One of the core principles of the Modern Elder Academy is that we can apply a growth mindset to midlife and beyond. So often, we focus more on loss than gain during our later years. Or we adopt a fixed mindset in which we’re more focused on proving ourselves and winning than improving ourselves and learning.

And, thus, we find ourselves bored and out of the “flow” of life as outlined in an earlier blog post of mine.

Covid Graph

The image above was making the rounds on Twitter this week (I couldn’t find the source to attribute). It suggests that this is a time for emotionally stretching, for learning new habits that focus on adaptability and resilience, for being open to express vulnerability in this liminal time for the world and ourselves.

Like many of you, I have a friend on a ventilator right now and have heard of people in my orbit who’ve passed due to the virus. I worry for my parents, who are 82 years old, with one of them having a health condition that makes them particularly at risk. Add to all that, my doctor just told me I’m also at higher risk due to the fact I have intermediate stage prostate cancer (something I learned a year and a half ago).

From a financial perspective, this has been a debacle like I’ve never experienced. This quarter’s global lodging revenues are projected to be down 90%, so I’ve had to shutter eight of twelve hospitality businesses that I own (with partners) and help a bunch of young, anxious hospitality CEOs that I mentor navigate this new terrain. My income from giving keynote speeches at conferences is gone, and our Modern Elder Academy is closed until the fall, while we’re still paying our employees to assure that their families and our little village in Baja stay stable and strong.

Unlike more milder downturns in my life, this one is epic although I never thought I’d call the Great Recession or the dot-com bust and 9/11 eras “mild downturns.” Of course, I’m grateful that I have a financial cushion to fall back on (didn’t have that in the past) that many others in the world aren’t afforded. Just the same, pain is pain; uncertainty is uncertainty. In one way or another, almost all of us are struggling in some way. Don’t let anyone tell you differently.

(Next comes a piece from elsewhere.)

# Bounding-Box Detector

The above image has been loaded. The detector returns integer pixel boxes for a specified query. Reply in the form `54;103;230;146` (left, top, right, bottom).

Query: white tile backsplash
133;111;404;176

The question I’m asking myself each day when I get up is, what am I supposed to learn from this experience? How am I supposed to grow? How could this pandemic be a gift in camouflage?

The irony is that my year’s theme at the start of 2020—as many of our MEA alums know because I’ve talked about it in workshops earlier this year—was to welcome more spaciousness and freedom in my life. I originally moved to Baja with those qualities in mind. I even called my home (when I bought it in 2017) Casa Espaciosa y Libre, the Spacious and Free House. And, then, I built a lovely campus with my home in the center. This was never part of my plan when I moved to Baja. It’s been beautiful but not as spacious as I’d originally planned. Today, I’m feeling more spacious and free. Amidst the rubble, I feel weirdly liberated.

Feeling despair and finding meaning are inversely proportional to each other. At a time when many of us are personally worried about making money, how can we make meaning from this unprecedented collective experience? And, how can we grow closer as a result of being distant?